Having young children with asthma can be scary for parents and the children. There are a few things you can do to ease your child’s fears about asthma, including teaching your child the signs and symptoms, manage it medically, and creating a healthy environment.
Manage Asthma Medically
Talk with your doctor about developing an asthma action plan. Your doctor can clearly direct you on which medications to give your child and when, help identify triggers in your home, and guidance on what requires professional care.
Your doctor may also provide a tool called a peak flow meter. This is a small device used to measure how well your child’s lungs are working by measuring how much air they can quickly exhale. A peak flow meter can help you gauge how severe your child’s symptoms are, and help monitor possible worsening symptoms.
Your doctor may also refer you and your child to an asthma specialist. A specialist can fine-tune medications to best treat your child’s asthma without significant side effects. Your child may be prescribed medications to take daily in addition to quick-relief medications used in emergency.
A simple preventative strategy is vaccinating your child against the flu every year. Children with asthma are much more likely to develop complications of the flu.
Help Your Child Learn About Asthma
After your child has experienced a few flare-ups, you and your child may become more familiar at spotting flare-ups before they happen. In the hours leading up to an asthma flare-up, your child may complain of “feeling funny,” might experience a shift in mood, or look or breathe differently.
Typical asthma symptoms are wheezing, trouble breathing, coughing, chest pain, and loss of interest in physical activities. Symptoms that require professional intervention include significant trouble breathing, coughing or wheezing without improvement, little or no improvement after using a quick-relief inhaler, or very low readings on a peak flow meter.
Keep an asthma diary with your child that tracks the symptoms. Track peak flow readings, how often medication was needed, how well medication controlled the symptoms, and any potential side effects. Getting in the routine of checking in on symptoms helps predict and prepare for flare-ups and can provide valuable feedback to your pediatrician.

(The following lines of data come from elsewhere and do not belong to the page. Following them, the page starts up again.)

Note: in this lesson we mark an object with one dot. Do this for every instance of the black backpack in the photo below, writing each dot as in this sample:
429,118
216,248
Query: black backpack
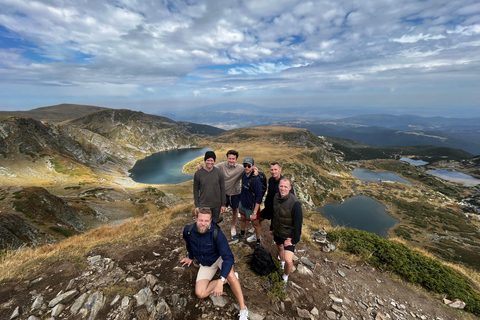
264,180
262,262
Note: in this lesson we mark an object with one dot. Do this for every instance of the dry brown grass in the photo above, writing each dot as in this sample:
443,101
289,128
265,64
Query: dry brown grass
26,262
471,274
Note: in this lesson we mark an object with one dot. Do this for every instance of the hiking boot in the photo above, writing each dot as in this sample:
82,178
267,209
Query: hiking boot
239,236
243,315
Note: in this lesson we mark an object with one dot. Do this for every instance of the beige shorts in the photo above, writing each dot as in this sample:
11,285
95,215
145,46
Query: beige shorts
207,273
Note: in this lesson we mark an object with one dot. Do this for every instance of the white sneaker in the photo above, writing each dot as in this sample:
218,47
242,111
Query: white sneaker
243,315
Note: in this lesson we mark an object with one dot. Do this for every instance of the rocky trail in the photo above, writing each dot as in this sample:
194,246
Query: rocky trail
147,281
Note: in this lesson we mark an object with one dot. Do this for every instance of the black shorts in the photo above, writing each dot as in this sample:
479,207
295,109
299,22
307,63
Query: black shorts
281,240
266,214
233,201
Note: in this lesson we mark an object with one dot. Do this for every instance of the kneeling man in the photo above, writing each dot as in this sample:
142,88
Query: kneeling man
213,254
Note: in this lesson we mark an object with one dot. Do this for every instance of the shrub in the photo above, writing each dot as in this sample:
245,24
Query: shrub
411,266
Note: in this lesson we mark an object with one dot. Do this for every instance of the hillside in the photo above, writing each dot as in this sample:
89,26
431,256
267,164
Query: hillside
54,114
151,243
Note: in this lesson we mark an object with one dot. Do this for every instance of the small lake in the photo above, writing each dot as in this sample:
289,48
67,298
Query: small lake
454,176
371,176
362,213
165,167
416,163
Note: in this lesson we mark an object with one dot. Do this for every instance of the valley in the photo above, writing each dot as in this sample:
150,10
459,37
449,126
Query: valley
81,166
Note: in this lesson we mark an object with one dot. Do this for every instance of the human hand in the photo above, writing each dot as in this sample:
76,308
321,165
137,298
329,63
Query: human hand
218,289
288,242
186,261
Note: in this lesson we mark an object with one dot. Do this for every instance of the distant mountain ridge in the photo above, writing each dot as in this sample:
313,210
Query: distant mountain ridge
389,130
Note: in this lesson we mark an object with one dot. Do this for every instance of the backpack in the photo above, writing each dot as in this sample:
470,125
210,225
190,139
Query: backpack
262,262
215,231
263,178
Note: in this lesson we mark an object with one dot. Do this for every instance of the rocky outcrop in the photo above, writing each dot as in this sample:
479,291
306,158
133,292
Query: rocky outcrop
15,232
147,282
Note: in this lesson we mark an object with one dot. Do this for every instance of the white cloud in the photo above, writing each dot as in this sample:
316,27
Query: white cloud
183,48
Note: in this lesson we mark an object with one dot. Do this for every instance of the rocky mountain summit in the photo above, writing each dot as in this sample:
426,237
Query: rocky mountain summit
146,281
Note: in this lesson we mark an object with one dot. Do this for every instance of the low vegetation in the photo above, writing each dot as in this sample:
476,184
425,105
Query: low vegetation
408,264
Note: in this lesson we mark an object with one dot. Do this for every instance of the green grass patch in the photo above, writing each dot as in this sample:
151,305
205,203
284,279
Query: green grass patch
408,264
64,232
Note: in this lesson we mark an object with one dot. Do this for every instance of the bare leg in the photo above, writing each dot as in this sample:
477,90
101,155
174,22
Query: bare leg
234,218
203,288
236,288
258,228
288,255
243,223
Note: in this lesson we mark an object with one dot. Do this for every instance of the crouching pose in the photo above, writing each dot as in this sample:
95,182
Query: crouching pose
206,242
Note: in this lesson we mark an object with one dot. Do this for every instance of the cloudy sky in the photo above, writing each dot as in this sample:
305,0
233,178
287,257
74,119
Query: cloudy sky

When your child is ready, empower your child to treat their flare-ups by having them carry their own inhaler.
Create a Lung-Friendly Environment
Your family learning your child’s asthma triggers can go a long way in managing your child’s health. While not every person’s triggers are the same, common triggers for flare-ups include allergens like pollen, weather changes, smoke, infections like the common cold, and other airborne irritants.
Managing your home’s air quality can be a major defense against asthma flare-ups in your child. A quality HVAC system and air filter remove harmful particles from the air your family is breathing, lessening your asthmatic child’s exposure to triggers. A healthy HVAC system can also reduce the impact of weather changes on your child’s asthma.
In the fight against asthma, work with your pediatrician for a diagnosis and treatment plan, and help your child learn about symptoms and triggers. Don’t forget to prepare your home, it may be just as important as preparing your child.